/* Copyright (c) 2008-2025 the MRtrix3 contributors.
 *
 * This Source Code Form is subject to the terms of the Mozilla Public
 * License, v. 2.0. If a copy of the MPL was not distributed with this
 * file, You can obtain one at http://mozilla.org/MPL/2.0/.
 *
 * Covered Software is provided under this License on an "as is"
 * basis, without warranty of any kind, either expressed, implied, or
 * statutory, including, without limitation, warranties that the
 * Covered Software is free of defects, merchantable, fit for a
 * particular purpose or non-infringing.
 * See the Mozilla Public License v. 2.0 for more details.
 *
 * For more details, see http://www.mrtrix.org/.
 */

#include <limits>

#include "command.h"
#include "image.h"
#include "memory.h"
#include "progressbar.h"
#include "algo/threaded_loop.h"
#include "dwi/gradient.h"
#include "math/math.h"
#include "math/median.h"
#include "metadata/phase_encoding.h"

#include <limits>


using namespace MR;
using namespace App;

const char* operations[] = {
  "mean",
  "median",
  "sum",
  "product",
  "rms",
  "norm",
  "var",
  "std",
  "min",
  "max",
  "absmax", // Maximum of absolute values
  "magmax", // Value for which the magnitude is the maximum (i.e. preserves signed-ness)
  NULL
};

void usage ()
{
  AUTHOR = "J-Donald Tournier (jdtournier@gmail.com)";

  SYNOPSIS = "Compute summary statistic on image intensities either across images, "
             "or along a specified axis of a single image";

  DESCRIPTION
    + "Supported operations are:"

    + "mean, median, sum, product, rms (root-mean-square value), norm (vector 2-norm), var (unbiased variance), "
      "std (unbiased standard deviation), min, max, absmax (maximum absolute value), "
      "magmax (value with maximum absolute value, preserving its sign)."

    + "This command is used to traverse either along an image axis, or across a "
      "set of input images, calculating some statistic from the values along each "
      "traversal. If you are seeking to instead perform mathematical calculations "
      "that are done independently for each voxel, pleaase see the 'mrcalc' command.";

  EXAMPLES
  + Example ("Calculate a 3D volume representing the mean intensity across a 4D image series",
             "mrmath 4D.mif mean 3D_mean.mif -axis 3",
             "This is a common operation for calculating e.g. the mean value within a "
             "specific DWI b-value. Note that axis indices start from 0; thus, axes 0, 1 & 2 "
             "are the three spatial axes, and axis 3 operates across volumes.")
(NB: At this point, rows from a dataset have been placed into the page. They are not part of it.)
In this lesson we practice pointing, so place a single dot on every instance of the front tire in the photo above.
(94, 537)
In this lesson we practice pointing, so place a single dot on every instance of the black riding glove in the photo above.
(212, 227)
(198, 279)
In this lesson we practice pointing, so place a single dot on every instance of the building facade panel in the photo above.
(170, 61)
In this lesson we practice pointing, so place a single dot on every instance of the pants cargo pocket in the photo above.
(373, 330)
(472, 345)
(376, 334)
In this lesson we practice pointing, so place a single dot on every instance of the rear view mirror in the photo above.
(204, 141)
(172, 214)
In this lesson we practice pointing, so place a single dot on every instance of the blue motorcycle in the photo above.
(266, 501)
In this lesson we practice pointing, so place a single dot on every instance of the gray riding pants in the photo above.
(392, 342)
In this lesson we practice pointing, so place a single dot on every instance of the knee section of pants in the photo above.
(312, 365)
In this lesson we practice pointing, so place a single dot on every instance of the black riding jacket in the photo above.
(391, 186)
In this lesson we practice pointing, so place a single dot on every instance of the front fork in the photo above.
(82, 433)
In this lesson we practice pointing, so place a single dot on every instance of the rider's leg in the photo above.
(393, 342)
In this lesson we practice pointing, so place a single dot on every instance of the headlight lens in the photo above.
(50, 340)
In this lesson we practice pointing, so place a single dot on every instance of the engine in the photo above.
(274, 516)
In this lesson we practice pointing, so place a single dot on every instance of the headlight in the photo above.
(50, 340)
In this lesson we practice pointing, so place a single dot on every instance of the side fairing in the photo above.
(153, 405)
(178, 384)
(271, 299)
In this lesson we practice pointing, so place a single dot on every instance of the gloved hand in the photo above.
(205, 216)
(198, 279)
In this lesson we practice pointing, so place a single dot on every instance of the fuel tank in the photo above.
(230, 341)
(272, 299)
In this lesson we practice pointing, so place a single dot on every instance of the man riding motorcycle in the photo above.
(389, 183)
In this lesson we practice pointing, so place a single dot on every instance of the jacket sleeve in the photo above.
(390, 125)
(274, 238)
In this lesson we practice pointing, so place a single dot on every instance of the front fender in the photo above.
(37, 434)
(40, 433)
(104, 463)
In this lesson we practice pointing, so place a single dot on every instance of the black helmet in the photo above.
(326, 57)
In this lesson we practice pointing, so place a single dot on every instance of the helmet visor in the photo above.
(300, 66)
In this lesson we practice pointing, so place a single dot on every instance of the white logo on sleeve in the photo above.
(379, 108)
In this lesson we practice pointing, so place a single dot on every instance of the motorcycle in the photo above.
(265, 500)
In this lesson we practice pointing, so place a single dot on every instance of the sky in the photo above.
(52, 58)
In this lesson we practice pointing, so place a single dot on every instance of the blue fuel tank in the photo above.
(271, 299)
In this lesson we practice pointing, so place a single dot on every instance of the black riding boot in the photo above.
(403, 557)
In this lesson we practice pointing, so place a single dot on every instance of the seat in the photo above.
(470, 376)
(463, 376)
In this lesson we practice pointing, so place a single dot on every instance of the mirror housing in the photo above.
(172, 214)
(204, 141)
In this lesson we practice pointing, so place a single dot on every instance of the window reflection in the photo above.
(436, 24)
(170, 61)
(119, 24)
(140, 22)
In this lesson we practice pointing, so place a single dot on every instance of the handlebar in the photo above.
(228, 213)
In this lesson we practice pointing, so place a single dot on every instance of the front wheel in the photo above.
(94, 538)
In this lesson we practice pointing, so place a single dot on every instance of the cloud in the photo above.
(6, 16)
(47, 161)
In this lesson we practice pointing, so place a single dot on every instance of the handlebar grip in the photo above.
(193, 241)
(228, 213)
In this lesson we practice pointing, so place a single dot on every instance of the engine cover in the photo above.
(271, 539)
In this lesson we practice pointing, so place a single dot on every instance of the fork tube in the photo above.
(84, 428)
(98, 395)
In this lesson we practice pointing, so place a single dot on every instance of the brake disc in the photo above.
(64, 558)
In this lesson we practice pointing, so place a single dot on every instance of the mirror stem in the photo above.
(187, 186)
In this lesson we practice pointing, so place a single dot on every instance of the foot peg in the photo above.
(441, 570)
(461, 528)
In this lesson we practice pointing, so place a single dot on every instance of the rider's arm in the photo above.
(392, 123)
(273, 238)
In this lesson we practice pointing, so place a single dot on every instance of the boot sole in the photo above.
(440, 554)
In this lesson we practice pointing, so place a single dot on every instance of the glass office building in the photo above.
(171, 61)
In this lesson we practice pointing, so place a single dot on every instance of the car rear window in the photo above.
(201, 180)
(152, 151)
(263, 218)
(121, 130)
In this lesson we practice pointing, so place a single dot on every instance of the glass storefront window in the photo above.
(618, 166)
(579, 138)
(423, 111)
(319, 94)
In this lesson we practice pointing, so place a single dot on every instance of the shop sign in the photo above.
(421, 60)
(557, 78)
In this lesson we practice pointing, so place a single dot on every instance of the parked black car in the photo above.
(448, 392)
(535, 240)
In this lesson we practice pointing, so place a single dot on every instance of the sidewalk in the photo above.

  + Example ("Generate a Maximum Intensity Projection (MIP) along the inferior-superior direction",
             "mrmath input.mif max MIP.mif -axis 2",
             "Since a MIP is literally the maximal value along a specific projection direction, "
             "axis-aligned MIPs can be generated easily using mrmath with the \'max\' operation.");

  ARGUMENTS
  + Argument ("input", "the input image(s).").type_image_in ().allow_multiple()
  + Argument ("operation", "the operation to apply, one of: " + join(operations, ", ") + ".").type_choice (operations)
  + Argument ("output", "the output image.").type_image_out ();

  OPTIONS
  + Option ("axis", "perform operation along a specified axis of a single input image")
    + Argument ("index").type_integer (0)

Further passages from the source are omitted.